Photophobia is a vexing problem for patients and physicians alike. Although extreme light sensitivity was first described in the 1930s, its origins and management remain elusive even today. But researchers at the University of Utah are working to decipher this troubling and often misunderstood symptom.
“Light sensitivity is a very common problem, and most ophthalmologists—most physicians in general—don’t know what to do with it,” said Kathleen B. Digre, MD, professor of ophthalmology and neurology at the University of Utah in Salt Lake City. “They need to know that this is a real symptom and not a figment of someone’s imagination.”
Dr. Digre noted that the literature is rife with references to psychiatric disease among people complaining of photophobia and with suggestions that photophobia really doesn’t have any pathophysiology.
Co-investigator Bradley J. Katz, MD, PhD, added, “Photophobia is not a psychological problem. It is a neurologic problem, and physicians should take it seriously.”
Two Possible Connections
Because photophobia is a symptom, the key to managing it is to identify and treat the underlying condition. The list of potential causes is long and includes both ophthalmic and nonophthalmic conditions (see “Conditions Commonly Associated With Photophobia”). Iritis, uveitis and corneal disease all produce photophobia, and light sensitivity is a common complaint with dry eye and migraine.

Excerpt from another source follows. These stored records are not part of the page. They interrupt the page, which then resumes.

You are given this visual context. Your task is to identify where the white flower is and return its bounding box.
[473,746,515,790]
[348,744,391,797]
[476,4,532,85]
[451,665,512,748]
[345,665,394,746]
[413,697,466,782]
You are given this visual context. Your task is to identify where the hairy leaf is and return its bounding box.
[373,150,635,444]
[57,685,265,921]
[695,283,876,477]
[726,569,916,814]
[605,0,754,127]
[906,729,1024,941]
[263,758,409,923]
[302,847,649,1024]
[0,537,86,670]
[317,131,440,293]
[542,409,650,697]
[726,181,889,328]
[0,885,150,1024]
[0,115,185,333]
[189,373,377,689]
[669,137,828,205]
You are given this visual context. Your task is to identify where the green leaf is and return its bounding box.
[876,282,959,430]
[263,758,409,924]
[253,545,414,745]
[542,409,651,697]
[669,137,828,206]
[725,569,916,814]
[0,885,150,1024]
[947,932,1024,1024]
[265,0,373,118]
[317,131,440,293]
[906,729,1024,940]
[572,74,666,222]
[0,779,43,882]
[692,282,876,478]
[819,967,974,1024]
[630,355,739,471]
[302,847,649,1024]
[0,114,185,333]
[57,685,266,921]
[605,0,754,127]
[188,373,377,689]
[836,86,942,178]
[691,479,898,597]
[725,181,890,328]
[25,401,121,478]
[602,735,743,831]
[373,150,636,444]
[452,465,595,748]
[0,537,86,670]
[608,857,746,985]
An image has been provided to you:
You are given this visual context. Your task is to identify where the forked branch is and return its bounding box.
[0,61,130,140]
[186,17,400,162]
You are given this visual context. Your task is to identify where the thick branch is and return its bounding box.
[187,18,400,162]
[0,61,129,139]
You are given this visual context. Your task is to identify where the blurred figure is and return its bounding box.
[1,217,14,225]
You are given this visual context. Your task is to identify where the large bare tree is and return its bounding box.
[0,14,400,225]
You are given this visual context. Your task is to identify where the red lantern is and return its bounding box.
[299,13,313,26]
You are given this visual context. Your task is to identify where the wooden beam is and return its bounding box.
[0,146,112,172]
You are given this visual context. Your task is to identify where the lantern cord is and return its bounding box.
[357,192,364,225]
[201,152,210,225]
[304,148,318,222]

The migraine connection. About 80 percent of people who have migraines have photophobia. It is one of the diagnostic criteria and is considered one of the predictors of the debilitating headaches nearly 98 percent of the time. Migraine sufferers are more sensitive to light between migraine episodes than are other people. Moreover, people who have chronic migraines are more light-sensitive than those who have sporadic migraines. Research has shown that migraine sufferers also have a low threshold of tolerance to loud noises and are more susceptible to motion sickness than are people who do not have migraines.
Although photophobia is not a psychiatric disorder, people with agoraphobia, depression, bipolar disease and seasonal affective disorder are more light-sensitive than are people without these conditions. “In fact, some people can tell how depressed they are by how light sensitive they are,” Dr. Digre noted.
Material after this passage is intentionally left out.